Deze uitspraak komt nadat de Hoge Raad op 27 november 2009 in het baanbrekende arrest Van de Grijp/Stam besloot dat van een vergoeding op grond van art. 7:681 BW pas sprake kan zijn, als aan de hand van alle omstandigheden van het geval is vastgesteld dat het ontslag kennelijk onredelijk is (LJN: BJ6596).
Vaststellen vergoeding
Is de kennelijke onredelijkheid vastgesteld dan zal de schade door de rechter moeten worden bepaald.
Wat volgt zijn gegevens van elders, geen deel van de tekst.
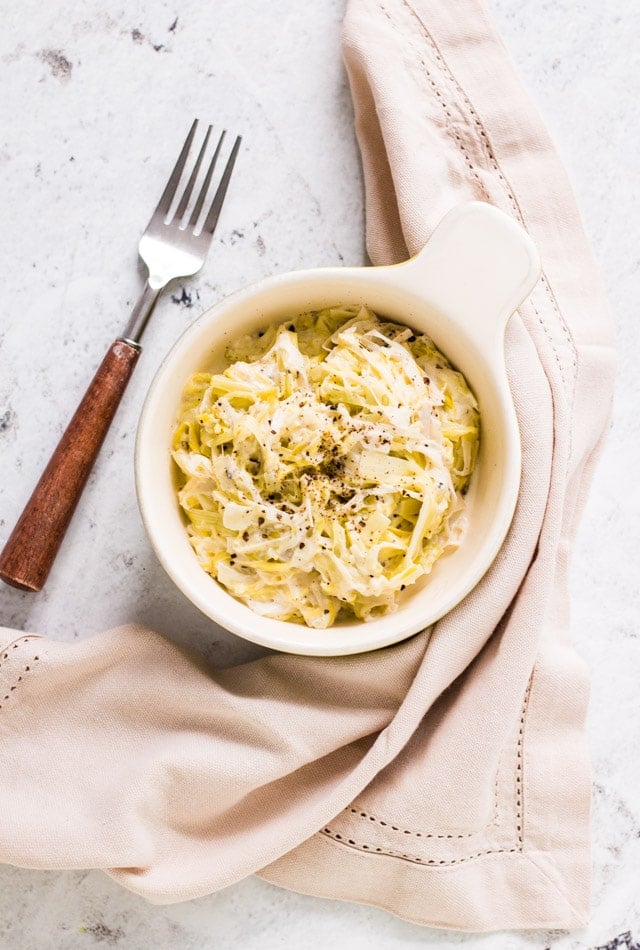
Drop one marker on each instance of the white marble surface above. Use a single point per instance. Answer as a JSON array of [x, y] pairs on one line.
[[95, 100]]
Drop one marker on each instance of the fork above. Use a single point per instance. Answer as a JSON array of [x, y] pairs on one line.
[[171, 247]]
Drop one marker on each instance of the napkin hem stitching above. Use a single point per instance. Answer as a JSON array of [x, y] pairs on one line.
[[488, 149], [519, 816]]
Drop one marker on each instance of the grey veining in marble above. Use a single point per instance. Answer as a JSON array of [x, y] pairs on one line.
[[96, 98]]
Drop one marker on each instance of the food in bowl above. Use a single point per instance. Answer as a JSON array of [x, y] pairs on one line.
[[324, 470]]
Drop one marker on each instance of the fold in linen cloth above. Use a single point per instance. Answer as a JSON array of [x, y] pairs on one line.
[[445, 779]]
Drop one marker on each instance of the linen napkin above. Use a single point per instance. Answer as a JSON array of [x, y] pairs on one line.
[[446, 778]]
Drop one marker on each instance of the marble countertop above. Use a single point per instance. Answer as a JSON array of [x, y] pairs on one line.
[[96, 99]]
De Hoge Raad heeft bevestigd dat bij het vaststellen van een vergoeding voor de schade niet de kantonrechtersformule of een andere algemene formule kan worden toegepast. Het Hof Arnhem had namelijk beslist dat de werknemer in aanmerking zou komen voor een vergoeding waarbij de zogenaamde XYZ-formule, de oude kantonrechtersformule met correctiefactor Z=0,5, gehanteerd zou moeten worden.
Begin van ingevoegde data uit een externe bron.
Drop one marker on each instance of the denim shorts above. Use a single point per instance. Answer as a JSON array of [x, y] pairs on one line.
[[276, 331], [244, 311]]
Kennelijk onredelijk ontslag
De schade zal bij kennelijk onredelijk ontslag volgens de daarvoor geldende regels moeten worden begroot. De rechter moet nauwkeurig in zijn uitspraak verantwoorden welke omstandigheden en factoren de hoogte van de vergoeding bepalen. Omdat het steeds gaat om bijzondere omstandigheden van het geval, mag de schade volgens de Hoge Raad niet begroot worden aan de hand van een globale formule.
Hoge Raad 12 februari 2010, LJN: BK4472
Tip: Een ontslagvergoeding bij kennelijk onredelijk ontslag moet maatwerk zijn, vindt de Hoge Raad. Zij gooit daarmee de XYZ-formule in de prullenbak.